In a thinly veiled critique of shortcomings of MGM and Caesars following cyber attacks earlier this month, the National Indian Gaming Commission championed its reliance on superior technology for security at tribal-owned properties, including at New York casinos.
“Cyber related attacks impact organizations, big and small, have increased in recent years, and are not going away,” a statement from the NIGC read. “To significantly reduce risk to IT systems, it is prudent for organizations to employ a layered, redundant approach to cybersecurity.”
The NIGC, a federal regulatory body based in Washington DC, stated that it utilizes a “a progression of layered defensive mechanisms to safeguard data, information, and information systems.” The NIGC calls it a “Defense in Depth” method, comparing it to security measures used in medieval castles.
Tribal casinos have not suffered same fate at MGM, Caesars
Both Caesars and MGM resorts and casinos were attacked last month by hackers who breached many of their systems and crippled several activities, rendering the facilities at least partially inoperable.
At least one MGM-owned casino in New York was impacted. A criminal group calling itself “Scattered Spider” claimed responsibility. Allegedly, Caesars paid a ransom in the area of several millions of dollars to gain access to its systems.
No such high-profile hack has occurred at casinos owned and operated by native tribes. According to the NIGC, that’s due to its security strategy that features “three critical control layers: physical controls, technical controls, and administrative controls.”
Hackers apparently used phone calls to attack MGM, Caesars
The release from the NIGC goes into detail on the security strategies used by its member casinos to protect against hostile attacks. It mentions the use of “antivirus software, software or hardware firewalls, disk encryption, authentication controls, and Multi-Factor Authentication.”
However, in both the Caesars and MGM attacks, Scattered Spider apparently tricked employees at the IT Help Desk and then employed VoIP to impersonate support staff and steal passwords.
This type of insidious method isn’t necessarily protected by software, but rather policy.

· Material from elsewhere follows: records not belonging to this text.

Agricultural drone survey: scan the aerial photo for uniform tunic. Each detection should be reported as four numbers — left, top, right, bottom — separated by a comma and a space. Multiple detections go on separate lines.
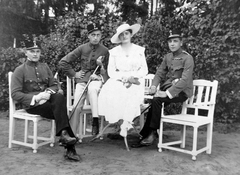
99, 44, 148, 123
152, 49, 194, 98
59, 43, 109, 83
140, 48, 194, 138
11, 60, 74, 137
11, 60, 58, 108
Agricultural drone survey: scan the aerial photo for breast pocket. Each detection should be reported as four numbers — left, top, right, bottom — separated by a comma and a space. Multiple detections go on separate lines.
172, 59, 183, 71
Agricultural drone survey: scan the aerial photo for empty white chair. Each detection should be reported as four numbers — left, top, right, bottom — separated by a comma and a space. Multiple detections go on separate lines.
158, 80, 218, 160
8, 72, 55, 153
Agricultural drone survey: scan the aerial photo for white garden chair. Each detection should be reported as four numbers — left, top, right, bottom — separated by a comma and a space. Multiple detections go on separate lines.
158, 80, 218, 160
8, 72, 55, 153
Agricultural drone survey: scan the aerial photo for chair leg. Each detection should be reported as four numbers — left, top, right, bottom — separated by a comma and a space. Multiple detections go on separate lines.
24, 119, 29, 143
79, 114, 83, 143
180, 125, 186, 148
99, 116, 105, 140
83, 114, 87, 135
192, 127, 198, 160
8, 116, 15, 148
158, 121, 163, 152
50, 120, 55, 147
206, 123, 213, 154
33, 120, 38, 153
140, 113, 144, 130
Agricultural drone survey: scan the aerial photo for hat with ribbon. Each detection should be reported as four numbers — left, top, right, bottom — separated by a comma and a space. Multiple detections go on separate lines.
167, 29, 182, 40
111, 24, 141, 43
87, 23, 102, 35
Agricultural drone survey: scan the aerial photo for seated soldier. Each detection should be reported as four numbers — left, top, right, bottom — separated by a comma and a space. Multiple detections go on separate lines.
11, 40, 80, 161
132, 30, 194, 148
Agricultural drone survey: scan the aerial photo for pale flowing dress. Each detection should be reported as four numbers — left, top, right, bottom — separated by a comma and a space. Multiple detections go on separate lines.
98, 44, 148, 126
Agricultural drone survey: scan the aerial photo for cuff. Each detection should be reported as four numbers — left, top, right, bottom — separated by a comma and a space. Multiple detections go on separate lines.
30, 95, 36, 106
99, 74, 104, 83
165, 90, 173, 99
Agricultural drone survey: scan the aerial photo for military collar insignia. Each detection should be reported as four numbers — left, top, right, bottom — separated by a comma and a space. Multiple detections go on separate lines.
174, 57, 182, 60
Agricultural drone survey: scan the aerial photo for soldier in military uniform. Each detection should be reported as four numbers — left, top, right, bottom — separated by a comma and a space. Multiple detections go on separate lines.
59, 23, 109, 135
11, 40, 80, 161
132, 30, 194, 148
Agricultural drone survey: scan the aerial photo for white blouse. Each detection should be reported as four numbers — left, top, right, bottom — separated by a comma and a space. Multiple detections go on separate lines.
108, 44, 148, 80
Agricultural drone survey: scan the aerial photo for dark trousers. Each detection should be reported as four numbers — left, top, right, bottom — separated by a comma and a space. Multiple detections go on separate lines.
140, 92, 188, 138
26, 93, 75, 137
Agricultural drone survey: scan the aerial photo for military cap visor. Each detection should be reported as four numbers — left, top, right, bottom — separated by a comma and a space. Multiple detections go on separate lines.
167, 30, 182, 40
25, 40, 41, 50
87, 23, 101, 35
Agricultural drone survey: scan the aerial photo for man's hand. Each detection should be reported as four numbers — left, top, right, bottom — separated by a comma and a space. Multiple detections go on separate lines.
154, 91, 167, 98
75, 70, 85, 79
149, 86, 157, 94
90, 74, 101, 80
96, 56, 103, 67
35, 91, 51, 102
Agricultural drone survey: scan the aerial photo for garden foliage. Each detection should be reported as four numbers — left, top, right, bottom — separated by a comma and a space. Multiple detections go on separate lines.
0, 0, 240, 123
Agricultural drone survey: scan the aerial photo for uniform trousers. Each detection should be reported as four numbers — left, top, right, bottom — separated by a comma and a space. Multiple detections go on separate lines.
140, 92, 188, 138
26, 93, 75, 137
70, 80, 102, 134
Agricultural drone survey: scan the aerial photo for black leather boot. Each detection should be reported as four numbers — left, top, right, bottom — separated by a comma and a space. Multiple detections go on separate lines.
92, 117, 99, 136
59, 130, 77, 146
64, 145, 82, 162
140, 130, 157, 146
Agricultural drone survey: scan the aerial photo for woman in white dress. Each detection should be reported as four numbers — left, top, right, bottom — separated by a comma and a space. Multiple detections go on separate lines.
98, 24, 148, 136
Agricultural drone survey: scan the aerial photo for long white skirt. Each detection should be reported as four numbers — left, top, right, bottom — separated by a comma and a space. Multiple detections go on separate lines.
98, 78, 144, 123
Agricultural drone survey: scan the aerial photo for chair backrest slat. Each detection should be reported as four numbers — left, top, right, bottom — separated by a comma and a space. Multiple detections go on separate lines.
182, 79, 218, 116
8, 72, 16, 115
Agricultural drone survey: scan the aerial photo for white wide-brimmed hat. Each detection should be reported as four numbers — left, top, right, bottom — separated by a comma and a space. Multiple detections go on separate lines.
111, 24, 141, 43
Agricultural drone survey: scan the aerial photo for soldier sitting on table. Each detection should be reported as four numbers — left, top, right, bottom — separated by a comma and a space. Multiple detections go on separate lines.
11, 40, 80, 161
132, 30, 194, 148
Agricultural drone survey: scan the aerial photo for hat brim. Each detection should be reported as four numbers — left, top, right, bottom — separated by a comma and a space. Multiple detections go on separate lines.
111, 24, 141, 44
26, 46, 41, 50
167, 34, 182, 40
88, 29, 102, 35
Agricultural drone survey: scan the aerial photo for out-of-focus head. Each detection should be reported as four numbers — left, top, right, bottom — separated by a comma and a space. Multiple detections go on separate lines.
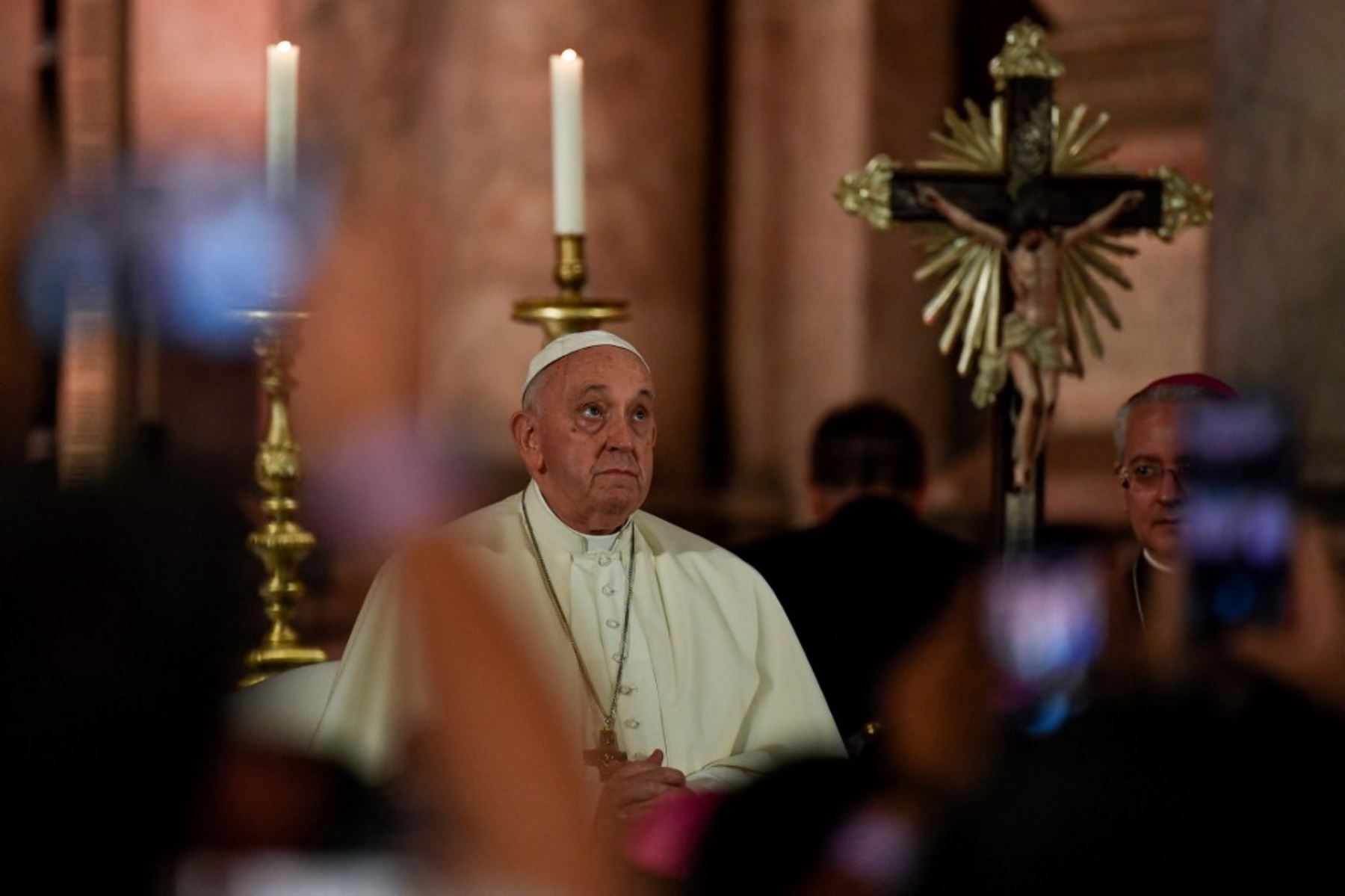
1113, 373, 1237, 563
510, 331, 658, 534
808, 401, 925, 521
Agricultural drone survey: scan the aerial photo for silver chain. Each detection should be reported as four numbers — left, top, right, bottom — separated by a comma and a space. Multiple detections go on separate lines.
519, 492, 635, 729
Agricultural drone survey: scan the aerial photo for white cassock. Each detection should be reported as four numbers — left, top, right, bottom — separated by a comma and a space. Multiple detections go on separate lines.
315, 483, 844, 792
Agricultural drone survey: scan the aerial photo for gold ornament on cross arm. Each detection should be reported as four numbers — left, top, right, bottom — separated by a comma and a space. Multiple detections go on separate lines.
238, 311, 327, 688
514, 232, 631, 342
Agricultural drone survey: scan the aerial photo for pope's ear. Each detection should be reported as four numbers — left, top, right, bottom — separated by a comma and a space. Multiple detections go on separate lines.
508, 410, 542, 469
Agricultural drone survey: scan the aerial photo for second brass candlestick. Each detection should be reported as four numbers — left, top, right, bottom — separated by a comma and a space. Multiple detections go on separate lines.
514, 232, 631, 342
239, 311, 327, 688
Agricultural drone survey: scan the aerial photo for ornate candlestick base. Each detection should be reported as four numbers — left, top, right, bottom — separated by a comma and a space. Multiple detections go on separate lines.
238, 311, 327, 688
514, 232, 631, 342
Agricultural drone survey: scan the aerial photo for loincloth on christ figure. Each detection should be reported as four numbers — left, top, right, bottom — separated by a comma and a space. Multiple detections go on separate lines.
971, 311, 1071, 407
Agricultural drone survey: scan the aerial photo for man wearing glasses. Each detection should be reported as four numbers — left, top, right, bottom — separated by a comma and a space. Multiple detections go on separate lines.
1113, 373, 1237, 627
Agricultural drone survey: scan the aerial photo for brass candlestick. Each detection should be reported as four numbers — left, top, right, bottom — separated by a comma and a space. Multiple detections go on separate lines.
239, 311, 327, 688
514, 232, 631, 342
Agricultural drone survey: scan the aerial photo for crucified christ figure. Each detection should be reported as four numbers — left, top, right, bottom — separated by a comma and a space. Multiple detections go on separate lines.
916, 185, 1145, 491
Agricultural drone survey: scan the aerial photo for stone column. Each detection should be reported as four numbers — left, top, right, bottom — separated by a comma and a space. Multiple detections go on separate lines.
1208, 0, 1345, 494
729, 0, 952, 526
0, 0, 50, 464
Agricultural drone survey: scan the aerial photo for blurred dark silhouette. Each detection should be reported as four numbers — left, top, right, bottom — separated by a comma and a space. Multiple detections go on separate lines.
737, 402, 977, 752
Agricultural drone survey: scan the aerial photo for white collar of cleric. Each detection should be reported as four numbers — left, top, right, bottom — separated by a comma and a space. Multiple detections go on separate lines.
519, 330, 649, 401
1145, 548, 1177, 572
523, 482, 631, 554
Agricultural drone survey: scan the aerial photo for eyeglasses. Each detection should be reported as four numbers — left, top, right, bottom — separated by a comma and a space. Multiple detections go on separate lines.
1116, 460, 1197, 491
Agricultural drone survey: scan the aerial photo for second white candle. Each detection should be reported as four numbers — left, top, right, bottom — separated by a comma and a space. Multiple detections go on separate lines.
551, 50, 584, 234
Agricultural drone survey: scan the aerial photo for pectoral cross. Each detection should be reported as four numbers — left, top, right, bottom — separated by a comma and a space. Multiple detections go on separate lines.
584, 725, 625, 780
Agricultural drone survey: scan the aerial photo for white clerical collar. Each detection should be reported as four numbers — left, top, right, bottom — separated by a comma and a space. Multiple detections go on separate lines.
1145, 548, 1177, 572
523, 482, 631, 554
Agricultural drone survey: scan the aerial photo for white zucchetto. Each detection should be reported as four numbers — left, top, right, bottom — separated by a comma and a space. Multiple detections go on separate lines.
519, 330, 649, 401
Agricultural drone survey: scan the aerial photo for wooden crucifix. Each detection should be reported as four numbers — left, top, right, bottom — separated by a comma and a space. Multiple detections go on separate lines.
837, 20, 1210, 550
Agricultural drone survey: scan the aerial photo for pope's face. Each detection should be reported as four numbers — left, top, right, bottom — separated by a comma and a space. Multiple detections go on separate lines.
1120, 401, 1187, 563
514, 346, 658, 534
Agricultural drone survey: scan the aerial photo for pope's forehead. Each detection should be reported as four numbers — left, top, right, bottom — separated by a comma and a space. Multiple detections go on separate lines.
555, 346, 652, 386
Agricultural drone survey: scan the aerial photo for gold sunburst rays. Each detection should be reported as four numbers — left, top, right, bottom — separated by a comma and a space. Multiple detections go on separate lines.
916, 99, 1005, 172
916, 234, 1004, 375
837, 97, 1151, 398
915, 98, 1135, 387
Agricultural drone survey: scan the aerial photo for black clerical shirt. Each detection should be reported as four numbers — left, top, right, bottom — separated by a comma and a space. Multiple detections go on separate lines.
737, 496, 975, 741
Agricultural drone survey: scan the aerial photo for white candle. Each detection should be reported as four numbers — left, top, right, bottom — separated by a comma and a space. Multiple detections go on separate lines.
266, 40, 299, 199
551, 50, 584, 232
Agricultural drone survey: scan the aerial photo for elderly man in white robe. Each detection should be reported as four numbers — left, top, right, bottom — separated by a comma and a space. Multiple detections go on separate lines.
316, 331, 844, 822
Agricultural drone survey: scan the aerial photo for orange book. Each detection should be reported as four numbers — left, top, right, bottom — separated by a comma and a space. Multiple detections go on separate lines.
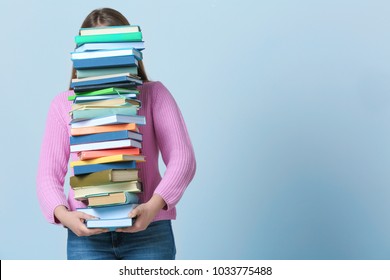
78, 148, 141, 160
70, 123, 138, 136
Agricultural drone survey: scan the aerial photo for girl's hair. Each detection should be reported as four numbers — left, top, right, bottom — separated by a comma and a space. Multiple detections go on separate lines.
69, 8, 148, 89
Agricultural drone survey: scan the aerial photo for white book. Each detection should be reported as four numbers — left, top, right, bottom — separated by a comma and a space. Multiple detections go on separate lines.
70, 139, 142, 153
85, 218, 133, 231
76, 204, 138, 219
71, 49, 142, 60
80, 25, 141, 36
70, 115, 146, 128
74, 93, 137, 103
75, 41, 145, 52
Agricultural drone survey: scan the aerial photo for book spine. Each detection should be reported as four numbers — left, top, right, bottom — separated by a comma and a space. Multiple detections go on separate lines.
75, 32, 142, 46
73, 161, 136, 175
72, 106, 137, 120
70, 130, 136, 145
73, 55, 138, 69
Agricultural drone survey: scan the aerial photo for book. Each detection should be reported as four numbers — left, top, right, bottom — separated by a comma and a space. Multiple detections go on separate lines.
68, 87, 139, 102
69, 104, 138, 120
72, 93, 137, 104
70, 139, 142, 153
73, 161, 137, 176
85, 218, 133, 231
69, 169, 139, 188
72, 99, 141, 111
76, 204, 138, 220
70, 48, 142, 60
70, 155, 145, 167
70, 123, 138, 136
76, 66, 138, 79
79, 25, 141, 36
70, 130, 142, 145
73, 55, 138, 69
78, 147, 141, 160
73, 81, 137, 95
70, 115, 146, 128
75, 32, 142, 46
74, 41, 145, 52
73, 181, 142, 201
87, 192, 138, 207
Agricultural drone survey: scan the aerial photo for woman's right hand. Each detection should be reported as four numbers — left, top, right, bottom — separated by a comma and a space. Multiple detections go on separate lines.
54, 205, 108, 236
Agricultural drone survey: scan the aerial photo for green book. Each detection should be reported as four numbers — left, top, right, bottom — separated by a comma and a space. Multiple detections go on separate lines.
68, 87, 139, 101
71, 104, 137, 120
76, 66, 138, 79
75, 32, 142, 46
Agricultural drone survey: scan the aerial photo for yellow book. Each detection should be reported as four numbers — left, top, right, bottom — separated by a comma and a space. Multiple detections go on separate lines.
70, 154, 145, 167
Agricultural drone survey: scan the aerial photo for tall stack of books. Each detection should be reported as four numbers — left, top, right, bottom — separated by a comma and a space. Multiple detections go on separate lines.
68, 25, 146, 230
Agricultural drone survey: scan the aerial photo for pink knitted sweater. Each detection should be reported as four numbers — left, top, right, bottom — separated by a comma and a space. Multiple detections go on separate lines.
37, 82, 196, 223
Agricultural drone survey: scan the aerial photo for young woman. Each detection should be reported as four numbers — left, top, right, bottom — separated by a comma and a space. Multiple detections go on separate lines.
37, 8, 196, 259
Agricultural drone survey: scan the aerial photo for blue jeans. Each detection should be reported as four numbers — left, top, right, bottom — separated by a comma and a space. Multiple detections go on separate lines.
67, 220, 176, 260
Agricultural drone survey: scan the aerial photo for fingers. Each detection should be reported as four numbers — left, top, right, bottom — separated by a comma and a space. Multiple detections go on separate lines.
78, 212, 99, 220
129, 206, 141, 218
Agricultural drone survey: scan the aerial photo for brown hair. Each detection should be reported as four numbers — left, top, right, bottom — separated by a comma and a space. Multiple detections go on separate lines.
69, 8, 148, 89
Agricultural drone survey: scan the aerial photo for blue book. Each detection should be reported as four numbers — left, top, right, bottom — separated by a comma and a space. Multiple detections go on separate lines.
70, 115, 146, 128
76, 204, 138, 231
85, 218, 133, 231
72, 104, 138, 121
75, 41, 145, 52
73, 160, 136, 176
70, 130, 142, 145
76, 204, 138, 219
70, 73, 142, 88
73, 55, 138, 70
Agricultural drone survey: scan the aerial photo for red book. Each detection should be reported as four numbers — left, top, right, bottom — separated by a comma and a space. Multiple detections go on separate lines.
70, 123, 138, 136
78, 148, 141, 160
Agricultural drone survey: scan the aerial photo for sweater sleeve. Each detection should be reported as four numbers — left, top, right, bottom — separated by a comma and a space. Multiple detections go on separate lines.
153, 83, 196, 210
37, 97, 70, 223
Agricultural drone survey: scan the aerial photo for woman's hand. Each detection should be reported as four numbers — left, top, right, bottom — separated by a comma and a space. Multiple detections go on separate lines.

NIGC continues to warn members of fraud schemes
Earlier this year, the NIGC issued a statement warning its members of fraud schemes aimed at casinos using impersonation and VoIP methods.
One casino in Nevada saw close to $500,000 in cash stolen from the cash cage during such an attack. A casino employee at the Four Winds Casino Hartford (Michigan), owned by the Pokagon Band of Potawatomi Indians, was duped by a phone call into taking $700,000 in cash off the casino property and delivering it to an unknown person. That employee faces felony charges and awaits trial.
The NIGC admits that its “Defense in Depth” strategy is not infallible:
“The defense in depth security architecture can help mitigate, but not eliminate cyber risk.”